Heterogeneous nuclear ribonucleoprotein (hnRNP) K is a nucleocytoplasmic shuttling protein that regulates mRNA metabolism and is a key player in the p53-triggered DNA damage response. hnRNP K acts as a cofactor for p53 upon DNA damage. In this context, hnRNP K and p53 levels are stabilized upon inhibition of their E3 ubiquitin ligase MDM2, and together they induce the transcription of genes involved in cell cycle arrest.

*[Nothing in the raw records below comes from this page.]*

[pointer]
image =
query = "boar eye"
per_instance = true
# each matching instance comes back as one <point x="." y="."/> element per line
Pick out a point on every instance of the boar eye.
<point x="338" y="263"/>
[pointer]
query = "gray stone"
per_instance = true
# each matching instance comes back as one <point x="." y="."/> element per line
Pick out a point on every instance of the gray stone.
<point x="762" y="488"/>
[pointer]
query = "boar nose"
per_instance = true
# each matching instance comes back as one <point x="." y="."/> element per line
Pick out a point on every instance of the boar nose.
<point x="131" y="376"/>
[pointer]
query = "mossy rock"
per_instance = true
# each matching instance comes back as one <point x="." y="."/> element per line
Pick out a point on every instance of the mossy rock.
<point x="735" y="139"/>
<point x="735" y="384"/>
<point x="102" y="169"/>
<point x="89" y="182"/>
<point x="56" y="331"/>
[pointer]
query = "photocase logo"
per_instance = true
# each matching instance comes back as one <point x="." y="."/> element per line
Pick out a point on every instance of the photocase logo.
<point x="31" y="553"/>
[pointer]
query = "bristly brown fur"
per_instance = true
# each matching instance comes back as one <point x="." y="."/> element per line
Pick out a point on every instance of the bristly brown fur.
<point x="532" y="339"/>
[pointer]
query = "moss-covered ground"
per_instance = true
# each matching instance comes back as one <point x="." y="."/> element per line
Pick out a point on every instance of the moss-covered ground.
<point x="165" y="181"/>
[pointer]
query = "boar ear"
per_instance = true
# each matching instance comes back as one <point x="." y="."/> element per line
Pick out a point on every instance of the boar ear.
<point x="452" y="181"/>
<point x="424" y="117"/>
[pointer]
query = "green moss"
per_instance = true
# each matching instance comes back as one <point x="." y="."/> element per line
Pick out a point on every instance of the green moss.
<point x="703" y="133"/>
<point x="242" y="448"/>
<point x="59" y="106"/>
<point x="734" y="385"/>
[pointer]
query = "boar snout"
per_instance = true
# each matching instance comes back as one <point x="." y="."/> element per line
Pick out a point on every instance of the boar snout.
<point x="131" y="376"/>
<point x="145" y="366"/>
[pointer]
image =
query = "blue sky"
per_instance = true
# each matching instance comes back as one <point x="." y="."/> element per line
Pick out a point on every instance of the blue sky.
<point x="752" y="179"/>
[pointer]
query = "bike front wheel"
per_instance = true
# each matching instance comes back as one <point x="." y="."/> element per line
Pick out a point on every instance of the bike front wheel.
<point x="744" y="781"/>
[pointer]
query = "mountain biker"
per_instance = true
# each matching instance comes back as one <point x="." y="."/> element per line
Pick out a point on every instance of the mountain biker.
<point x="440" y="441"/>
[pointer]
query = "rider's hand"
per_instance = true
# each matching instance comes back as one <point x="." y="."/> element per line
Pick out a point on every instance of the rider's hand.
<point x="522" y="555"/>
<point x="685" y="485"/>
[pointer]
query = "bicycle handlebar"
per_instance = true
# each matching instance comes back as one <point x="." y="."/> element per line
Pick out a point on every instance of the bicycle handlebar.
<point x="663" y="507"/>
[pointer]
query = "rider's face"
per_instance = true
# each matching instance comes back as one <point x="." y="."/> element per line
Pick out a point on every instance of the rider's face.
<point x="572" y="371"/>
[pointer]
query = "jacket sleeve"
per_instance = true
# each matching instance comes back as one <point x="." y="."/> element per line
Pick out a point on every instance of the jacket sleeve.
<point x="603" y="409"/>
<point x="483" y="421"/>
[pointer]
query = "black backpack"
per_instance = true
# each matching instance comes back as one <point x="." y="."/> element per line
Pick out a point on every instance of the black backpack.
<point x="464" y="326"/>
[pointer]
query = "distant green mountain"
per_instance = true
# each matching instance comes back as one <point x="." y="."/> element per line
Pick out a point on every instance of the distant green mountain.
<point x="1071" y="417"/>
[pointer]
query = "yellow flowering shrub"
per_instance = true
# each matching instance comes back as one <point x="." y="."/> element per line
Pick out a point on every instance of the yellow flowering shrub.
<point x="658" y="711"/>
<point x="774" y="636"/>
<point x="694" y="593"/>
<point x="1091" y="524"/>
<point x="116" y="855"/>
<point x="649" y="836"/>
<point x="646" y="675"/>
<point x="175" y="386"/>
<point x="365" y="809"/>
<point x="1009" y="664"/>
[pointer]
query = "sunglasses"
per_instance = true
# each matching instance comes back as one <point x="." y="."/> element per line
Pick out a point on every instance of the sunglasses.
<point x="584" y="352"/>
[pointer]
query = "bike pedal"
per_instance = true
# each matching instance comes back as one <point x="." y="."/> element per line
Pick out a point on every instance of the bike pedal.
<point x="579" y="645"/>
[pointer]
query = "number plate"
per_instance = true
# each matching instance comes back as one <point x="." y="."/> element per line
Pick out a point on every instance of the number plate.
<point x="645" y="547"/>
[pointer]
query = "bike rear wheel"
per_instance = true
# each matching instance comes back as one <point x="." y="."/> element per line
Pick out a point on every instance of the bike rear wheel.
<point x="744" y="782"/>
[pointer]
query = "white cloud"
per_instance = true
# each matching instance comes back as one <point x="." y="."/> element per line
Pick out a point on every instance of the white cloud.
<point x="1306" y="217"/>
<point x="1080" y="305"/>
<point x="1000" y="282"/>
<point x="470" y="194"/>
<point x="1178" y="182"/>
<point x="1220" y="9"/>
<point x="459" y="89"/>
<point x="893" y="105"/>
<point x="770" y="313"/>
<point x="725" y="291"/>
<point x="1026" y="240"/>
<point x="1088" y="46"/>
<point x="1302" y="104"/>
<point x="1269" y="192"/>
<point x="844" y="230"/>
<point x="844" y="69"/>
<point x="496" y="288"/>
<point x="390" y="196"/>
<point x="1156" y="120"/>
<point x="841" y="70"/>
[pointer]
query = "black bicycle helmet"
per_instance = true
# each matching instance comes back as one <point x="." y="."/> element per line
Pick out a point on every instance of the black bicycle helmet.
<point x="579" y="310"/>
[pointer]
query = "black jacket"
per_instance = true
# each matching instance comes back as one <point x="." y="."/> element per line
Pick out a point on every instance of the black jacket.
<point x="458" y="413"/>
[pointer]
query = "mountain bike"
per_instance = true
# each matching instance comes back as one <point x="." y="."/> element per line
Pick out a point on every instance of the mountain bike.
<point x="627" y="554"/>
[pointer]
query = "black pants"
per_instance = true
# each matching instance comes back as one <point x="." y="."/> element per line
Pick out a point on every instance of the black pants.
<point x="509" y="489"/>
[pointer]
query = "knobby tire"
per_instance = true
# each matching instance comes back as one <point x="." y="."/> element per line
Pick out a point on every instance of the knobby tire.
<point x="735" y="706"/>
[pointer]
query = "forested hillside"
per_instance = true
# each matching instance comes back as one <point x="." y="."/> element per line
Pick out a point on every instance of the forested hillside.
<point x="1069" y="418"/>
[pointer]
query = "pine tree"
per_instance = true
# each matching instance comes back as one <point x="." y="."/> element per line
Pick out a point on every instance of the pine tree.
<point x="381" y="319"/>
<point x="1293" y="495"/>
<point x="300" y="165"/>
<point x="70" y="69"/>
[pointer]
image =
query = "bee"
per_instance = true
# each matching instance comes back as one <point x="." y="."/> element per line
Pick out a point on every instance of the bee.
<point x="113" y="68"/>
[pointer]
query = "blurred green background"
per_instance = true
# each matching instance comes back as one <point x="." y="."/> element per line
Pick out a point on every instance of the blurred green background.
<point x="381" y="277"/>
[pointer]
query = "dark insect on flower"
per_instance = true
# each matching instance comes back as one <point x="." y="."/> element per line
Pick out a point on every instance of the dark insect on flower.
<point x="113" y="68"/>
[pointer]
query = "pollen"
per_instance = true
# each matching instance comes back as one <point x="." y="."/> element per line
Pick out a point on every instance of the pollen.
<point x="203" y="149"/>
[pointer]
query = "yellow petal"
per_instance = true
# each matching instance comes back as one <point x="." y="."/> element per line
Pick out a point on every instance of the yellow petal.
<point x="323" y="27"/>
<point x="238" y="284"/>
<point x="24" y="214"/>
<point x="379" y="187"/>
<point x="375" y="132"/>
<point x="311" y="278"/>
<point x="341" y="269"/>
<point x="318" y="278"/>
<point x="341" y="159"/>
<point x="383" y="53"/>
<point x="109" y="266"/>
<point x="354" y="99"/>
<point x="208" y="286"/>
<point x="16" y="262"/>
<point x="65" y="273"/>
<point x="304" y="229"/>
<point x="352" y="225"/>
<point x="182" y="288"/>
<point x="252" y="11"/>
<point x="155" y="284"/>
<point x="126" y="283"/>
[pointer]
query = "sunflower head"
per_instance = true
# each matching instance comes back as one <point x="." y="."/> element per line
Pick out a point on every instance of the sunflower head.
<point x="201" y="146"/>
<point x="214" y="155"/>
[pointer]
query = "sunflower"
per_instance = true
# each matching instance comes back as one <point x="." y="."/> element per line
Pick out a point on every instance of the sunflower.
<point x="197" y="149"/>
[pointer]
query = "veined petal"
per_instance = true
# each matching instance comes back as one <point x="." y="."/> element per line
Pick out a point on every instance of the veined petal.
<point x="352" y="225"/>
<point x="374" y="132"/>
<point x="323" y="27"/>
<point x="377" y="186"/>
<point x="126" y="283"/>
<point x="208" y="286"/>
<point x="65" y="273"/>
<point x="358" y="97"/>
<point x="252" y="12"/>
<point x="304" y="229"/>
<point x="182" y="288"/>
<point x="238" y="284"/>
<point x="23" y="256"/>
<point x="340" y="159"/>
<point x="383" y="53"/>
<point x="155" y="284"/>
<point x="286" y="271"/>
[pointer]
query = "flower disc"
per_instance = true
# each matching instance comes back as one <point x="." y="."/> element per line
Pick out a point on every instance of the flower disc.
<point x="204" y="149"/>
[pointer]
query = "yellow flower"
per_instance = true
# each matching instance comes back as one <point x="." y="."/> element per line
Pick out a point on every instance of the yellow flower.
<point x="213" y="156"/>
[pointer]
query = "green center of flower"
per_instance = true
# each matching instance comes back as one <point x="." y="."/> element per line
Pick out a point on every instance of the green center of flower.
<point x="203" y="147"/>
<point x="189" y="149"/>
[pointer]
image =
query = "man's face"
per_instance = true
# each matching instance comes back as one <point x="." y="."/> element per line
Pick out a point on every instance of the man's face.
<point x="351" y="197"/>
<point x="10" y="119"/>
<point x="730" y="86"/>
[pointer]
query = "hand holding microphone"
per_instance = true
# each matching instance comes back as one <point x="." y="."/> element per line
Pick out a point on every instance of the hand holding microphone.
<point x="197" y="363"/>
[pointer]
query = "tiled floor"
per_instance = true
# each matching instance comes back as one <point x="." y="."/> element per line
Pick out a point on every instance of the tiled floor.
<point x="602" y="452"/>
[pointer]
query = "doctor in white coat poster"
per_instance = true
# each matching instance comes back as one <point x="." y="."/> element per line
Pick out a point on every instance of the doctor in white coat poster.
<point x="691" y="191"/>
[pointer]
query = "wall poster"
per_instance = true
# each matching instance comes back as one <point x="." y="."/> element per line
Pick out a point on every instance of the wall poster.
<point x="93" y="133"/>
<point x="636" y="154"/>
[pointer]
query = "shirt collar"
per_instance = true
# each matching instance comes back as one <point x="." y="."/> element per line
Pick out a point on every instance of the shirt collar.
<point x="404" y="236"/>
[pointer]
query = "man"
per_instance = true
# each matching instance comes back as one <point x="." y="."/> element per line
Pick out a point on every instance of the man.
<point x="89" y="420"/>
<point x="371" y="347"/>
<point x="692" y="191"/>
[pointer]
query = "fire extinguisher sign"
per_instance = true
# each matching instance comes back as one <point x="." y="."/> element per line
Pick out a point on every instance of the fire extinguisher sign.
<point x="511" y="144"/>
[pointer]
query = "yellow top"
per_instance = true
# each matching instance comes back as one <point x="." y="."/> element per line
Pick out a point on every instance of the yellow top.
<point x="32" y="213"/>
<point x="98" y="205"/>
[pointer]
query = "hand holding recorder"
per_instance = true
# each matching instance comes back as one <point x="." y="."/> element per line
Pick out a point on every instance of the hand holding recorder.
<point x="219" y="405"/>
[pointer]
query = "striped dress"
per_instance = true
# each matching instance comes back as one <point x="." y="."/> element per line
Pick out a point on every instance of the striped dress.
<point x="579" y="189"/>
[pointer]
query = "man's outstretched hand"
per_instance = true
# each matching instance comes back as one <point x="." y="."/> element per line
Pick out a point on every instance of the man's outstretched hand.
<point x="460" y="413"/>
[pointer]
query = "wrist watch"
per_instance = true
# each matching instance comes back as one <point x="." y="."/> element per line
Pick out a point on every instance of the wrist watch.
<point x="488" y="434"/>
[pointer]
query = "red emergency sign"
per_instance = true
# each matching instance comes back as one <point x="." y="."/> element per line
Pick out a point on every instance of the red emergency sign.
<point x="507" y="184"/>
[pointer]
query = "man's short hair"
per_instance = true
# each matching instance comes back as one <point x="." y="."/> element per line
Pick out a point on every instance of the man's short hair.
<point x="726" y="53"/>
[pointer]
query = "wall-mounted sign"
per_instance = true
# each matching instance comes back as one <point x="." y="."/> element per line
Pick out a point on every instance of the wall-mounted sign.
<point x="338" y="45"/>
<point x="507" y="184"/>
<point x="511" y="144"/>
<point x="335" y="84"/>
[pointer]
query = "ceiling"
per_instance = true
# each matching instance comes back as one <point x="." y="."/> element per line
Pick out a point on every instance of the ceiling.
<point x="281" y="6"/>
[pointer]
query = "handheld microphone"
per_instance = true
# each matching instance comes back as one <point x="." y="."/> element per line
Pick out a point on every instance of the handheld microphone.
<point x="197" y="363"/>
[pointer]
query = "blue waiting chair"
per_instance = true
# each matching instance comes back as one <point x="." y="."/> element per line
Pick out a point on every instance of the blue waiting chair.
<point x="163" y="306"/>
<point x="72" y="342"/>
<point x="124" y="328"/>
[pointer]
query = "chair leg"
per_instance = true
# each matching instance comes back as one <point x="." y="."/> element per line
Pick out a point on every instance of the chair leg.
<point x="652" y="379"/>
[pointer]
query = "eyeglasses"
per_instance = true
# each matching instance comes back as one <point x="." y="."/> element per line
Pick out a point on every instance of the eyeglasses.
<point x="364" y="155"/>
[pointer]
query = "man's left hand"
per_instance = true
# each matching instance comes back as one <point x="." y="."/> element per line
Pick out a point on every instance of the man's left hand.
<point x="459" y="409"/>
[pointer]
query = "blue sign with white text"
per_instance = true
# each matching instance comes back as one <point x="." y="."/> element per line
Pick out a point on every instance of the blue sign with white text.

In the present work, we show that hnRNP K is conjugated to SUMO in its lysine 422, within its KH3 domain. This modification is stimulated upon DNA damage and is required for the induction of p53 target genes such as p21 and 14-3-3 s. We further show that hnRNP K sumoylation is regulated by the SUMO E3 ligase Pc2: over- expression of an activity-deficient mutant Pc2 abrogates hnRNP K- triggered p53-dependent transcription. Our findings link the DNA damage-induced Pc2 activation to the p53 transcriptional co-activation through hnRNP K sumoylation.